A esquerda brasileira e no mundo inteiro passa por um momento de crise. Ela já não dá conta dos desafios e não seduz mais gente. Ela precisa de oferecer um novo horizonte emancipatório para o século XXI. No Brasil e na América Latina especificamente, ela tem um desafio acrescido: a esquerda tornou-se o establishment nos últimos dez anos. O facto de que não está fora do Governo há muito tempo coloca-a num lugar de muita fragilidade, de muitos escândalos e decepções.
A direita já foi para a rua muitas vezes no Brasil: foi pedir o golpe militar em 1964. A novidade é que a direita tem sido muito mais eficiente em usar as tecnologias, os memes, o humor, simplificações como os Pixulecos [boneco insuflável de Lula vestido com farda prisional que é usado nas manifestações contra o Governo]. A esquerda estava fragmentada, constrangida.
Muitos analistas vêem nas manifestações um recém-descoberto desejo de participação política dos cidadãos brasileiros. Mas você considera que essa polarização é despolitizada. Porquê?
A polarização não explica a gravidade da crise. Porque não é uma briga entre direita e esquerda, pura e simplesmente. Existe a condenação de uma ideia de esquerda, a ideia de desmontar os poucos avanços sociais que o Brasil teve, mas há uma crise que transcende o golpe. É uma crise do modelo de governabilidade do Brasil, que assenta num pacto presidencialista [baseado na coligação partidária]. Esse pacto foi desfeito, não existe mais um governo estabilizado através da divisão de ministérios e de negociação parlamentar. Esse pacto foi totalmente corrompido pela fraqueza do Planalto. Mas o principal é que o tamanho dos escândalos de corrupção está pegando tanto os deputados, está expondo tanto as entranhas do sistema político brasileiro que chega uma hora em que esse Congresso precisa apresentar a Presidente da República como um bode expiatório. Para se proteger, projecta tudo no Planalto. Como se a troca de Presidente fosse uma mudança no país, uma solução a partir da qual a gente pudesse pacificar novamente o país. Para mim, é o oposto. É uma garantia de que o sistema no Brasil vai seguir impune.

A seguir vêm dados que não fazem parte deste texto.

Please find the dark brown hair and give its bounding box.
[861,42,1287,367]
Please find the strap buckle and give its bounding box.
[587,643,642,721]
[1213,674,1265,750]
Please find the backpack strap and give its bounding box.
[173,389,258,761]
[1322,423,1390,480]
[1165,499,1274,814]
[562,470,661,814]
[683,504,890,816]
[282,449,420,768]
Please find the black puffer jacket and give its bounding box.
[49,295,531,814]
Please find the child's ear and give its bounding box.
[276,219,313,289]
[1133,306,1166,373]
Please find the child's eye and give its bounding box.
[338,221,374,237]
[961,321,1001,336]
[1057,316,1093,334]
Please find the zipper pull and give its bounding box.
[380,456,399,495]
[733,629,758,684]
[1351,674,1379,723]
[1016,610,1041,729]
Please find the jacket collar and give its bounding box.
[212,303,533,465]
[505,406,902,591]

Haveria uma causa que poderia unificar tanto a gente que está contra o PT como os que defendem a manutenção de Dilma: a reforma política, a refundação do sistema eleitoral, o fim do financiamento privado das campanhas – as doações eleitorais, que são a origem de toda a Lava-Jato. A essência disso é o financiamento ilegal das campanhas eleitorais.
A quê ou a quem atribui responsabilidade pelo clima de ódio e acirramento?

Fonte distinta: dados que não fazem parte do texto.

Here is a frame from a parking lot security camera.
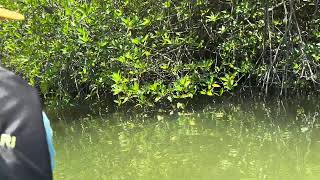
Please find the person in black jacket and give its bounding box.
[0,8,53,180]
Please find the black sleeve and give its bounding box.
[0,67,52,180]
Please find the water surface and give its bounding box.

Se tem um problema nesse jogo todo, é que está todo o mundo em busca de um culpado. A culpa no Brasil deve ser partilhada democraticamente. Há muita responsabilidade de todos os actores e ninguém assume essa responsabilidade. Há muita falta de autocrítica. Todos têm uma grande responsabilidade: a imprensa, a oposição, o poder judicial, a esquerda... E o cidadão brasileiro, que não consegue abraçar a complexidade ou amadurecer a sua compreensão do que a política é. Há um défice enorme de conhecimento histórico. Não estou sequer a falar de História do Brasil do século XVII, mas dos últimos 40 anos, da História que a gente viveu: os governos de Fernando Henrique Cardoso, o primeiro governo Lula... Parece que a gente está a viver uma crise que diz respeito aos últimos 15 minutos, quase.